Had to figure out which build had it on! (not to mention switching machines):

┌11:28:25 WD= [~/Downloads]
└───freebird@aerie ─▶$ inxi -Ga
Graphics:  Device-1: AMD Raven Ridge [Radeon Vega Series / Radeon Vega Mobile Series] vendor: ASUSTeK driver: amdgpu v: kernel 
           bus ID: 09:00.0 chip ID: 1002:15dd class ID: 0300 
           Display: x11 server: X.Org 1.20.10 driver: loaded: amdgpu unloaded: modesetting alternate: ati,fbdev,vesa 
           display ID: :0.0 screens: 1 
           Screen-1: 0 s-res: 3840x2160 s-dpi: 96 s-size: 1016x571mm (40.0x22.5") s-diag: 1165mm (45.9") 
           Monitor-1: HDMI-A-0 res: 3840x2160 hz: 60 dpi: 157 size: 621x341mm (24.4x13.4") diag: 708mm (27.9") 
           OpenGL: renderer: AMD Radeon Vega 11 Graphics (RAVEN DRM 3.40.0 5.10.16-arch1-1 LLVM 11.1.0) v: 4.6 Mesa 20.3.4 
           direct render: Yes 

Hope it helps…

Yes it does in my opinion. Yours is showing AMD Radeon Vega 11 graphics which is correct.

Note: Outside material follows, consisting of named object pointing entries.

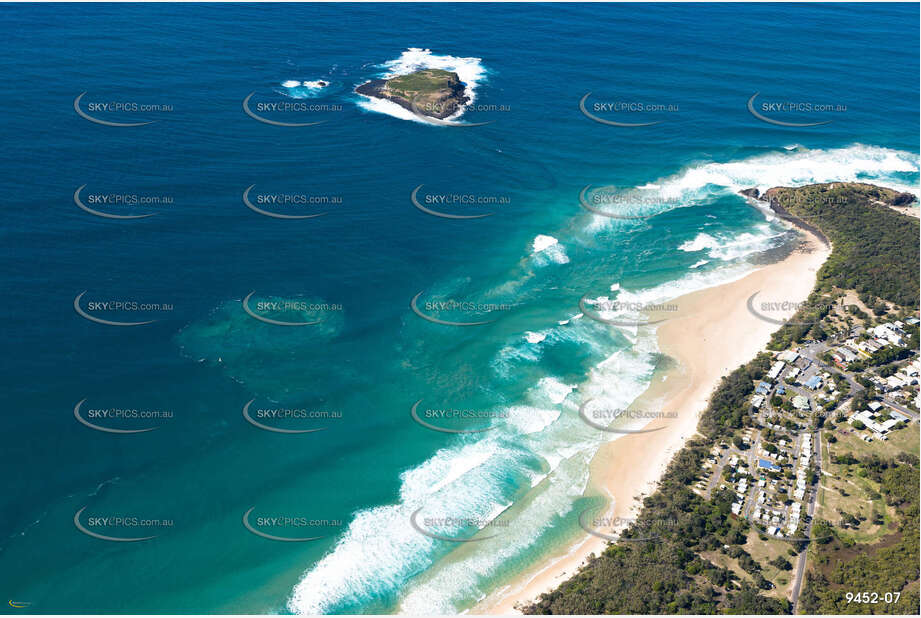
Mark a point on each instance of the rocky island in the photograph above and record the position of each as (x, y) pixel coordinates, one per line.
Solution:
(429, 92)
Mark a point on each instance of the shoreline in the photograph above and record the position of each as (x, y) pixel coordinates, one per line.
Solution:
(704, 319)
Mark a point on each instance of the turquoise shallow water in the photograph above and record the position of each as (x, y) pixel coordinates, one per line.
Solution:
(357, 374)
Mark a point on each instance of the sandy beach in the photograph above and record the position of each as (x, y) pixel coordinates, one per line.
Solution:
(711, 333)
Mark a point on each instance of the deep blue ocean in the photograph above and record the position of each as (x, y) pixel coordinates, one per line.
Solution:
(373, 475)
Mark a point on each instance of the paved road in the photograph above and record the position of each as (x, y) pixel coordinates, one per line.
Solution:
(810, 509)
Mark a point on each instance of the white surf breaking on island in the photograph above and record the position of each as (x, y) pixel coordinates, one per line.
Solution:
(544, 443)
(470, 71)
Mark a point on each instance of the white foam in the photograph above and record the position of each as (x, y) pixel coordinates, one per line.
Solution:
(555, 390)
(533, 337)
(794, 165)
(547, 248)
(730, 247)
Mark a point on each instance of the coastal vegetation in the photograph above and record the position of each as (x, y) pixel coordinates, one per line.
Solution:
(715, 562)
(435, 93)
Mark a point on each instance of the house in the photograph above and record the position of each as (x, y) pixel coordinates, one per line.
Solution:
(788, 355)
(879, 428)
(776, 368)
(801, 403)
(815, 382)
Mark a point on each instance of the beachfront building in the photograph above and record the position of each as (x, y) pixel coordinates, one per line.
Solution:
(789, 356)
(880, 428)
(776, 368)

So it looks like something is wrong with the setup of my PC.

Tomorrow is Sunday. I will take the opportunity and migrate the PC to EndeavourOS. The arch kernel 5.10.20 did not give any black screen so far. That makes me confident that the migration will finally solve the issue.

Thank you all!

1 Like

I moved the PC to EndeavourOS. All service up and running. Home directories retained. Perfect!

The inxi graphics info seems to be ok now:

Graphics:  Device-1: Advanced Micro Devices [AMD/ATI] Picasso driver: amdgpu v: kernel 
           Display: x11 server: X.org 1.20.10 driver: loaded: amdgpu,ati unloaded: fbdev,modesetting,vesa 
           resolution: <missing: xdpyinfo> 
           OpenGL: renderer: AMD Radeon Vega 11 Graphics (RAVEN DRM 3.40.0 5.10.20-1-lts LLVM 11.1.0) v: 4.6 Mesa 20.3.4 
4 Likes

Yes it looks right now. Nice to see you got it working on EndeavourOS now. :slightly_smiling_face:

I have very rare black screens on my 3400G on 5.10.7 which only last for ~3 seconds. On Sway the situation is a bit worse: I sometimes experience graphics corruption, followed by a frozen system when using firefox. I’ll have to see if 5.12 is good.